How to detect the amount of almost-repetition in a text file?

Asked 25/6, 2022 at 10:52 Answered 4/7, 2022 at 1:9

Solved python algorithm analytics similarity code-duplication

I am a programming teacher, and I would like to write a script that detects the amount of repetition in a C/C++/Python file. I guess I can treat any file as pure text.

The script's output would be the number of similar sequences that repeat. Eventually, I am only interested in a DRY's metric (how much the code satisfied the DRY principle).

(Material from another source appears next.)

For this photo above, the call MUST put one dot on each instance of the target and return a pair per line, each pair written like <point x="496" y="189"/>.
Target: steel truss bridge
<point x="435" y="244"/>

Naively I tried to do a simple autocorrelation but it would be hard to find the proper threshold.

u = open("find.c").read()
v = [ord(x) for x in u]
y = np.correlate(v, v, mode="same")
y = y[: int(len(y) / 2)]

x = range(len(y))
z = np.polyval(np.polyfit(x, y, 3), x)

f = (y - z)[: -5]
plt.plot(f)
plt.show();

So I am looking at different strategies... I also tried to compare the similarities between each line, each group of 2 lines, each group of 3 lines ...

import difflib
import numpy as np

lines = open("b.txt").readlines()
lines = [line.strip() for line in lines]

n = 3
d = []
for i in range(len(lines)):
    a = lines[i:i+n]
    
    for j in range(len(lines)):
        b = lines[j:j+n]
        if i == j: continue # skip same line
        group_size = np.sum([len(x) for x in a])
        if group_size < 5: continue # skip short lines
        ratio = 0
        for u, v in zip(a, b):
            r = difflib.SequenceMatcher(None, u, v).ratio()
            ratio += r if r > 0.7 else 0        
        d.append(ratio)
        
dry = sum(d) / len(lines)

In the following, we can identify some repetition at a glance:

w = int(len(d) / 100)
e = np.convolve(d, np.ones(w), "valid") / w * 10
plt.plot(range(len(d)), d, range(len(e)), e)
plt.show()

Why not using:

d = np.exp(np.array(d))

Thus, difflib module looks promising, the SequenceMatcher does some magic (Levenshtein?), but I would need some magic constants as well (0.7)... However, this code is > O(n^2) and runs very slowly for long files.

What is funny is that the amount of repetition is quite easily identified with attentive eyes (sorry to this student for having taken his code as a good bad example):

I am sure there is a more clever solution out there.

Any hint?

Otterburn answered 25/6, 2022 at 10:52 Comment(9)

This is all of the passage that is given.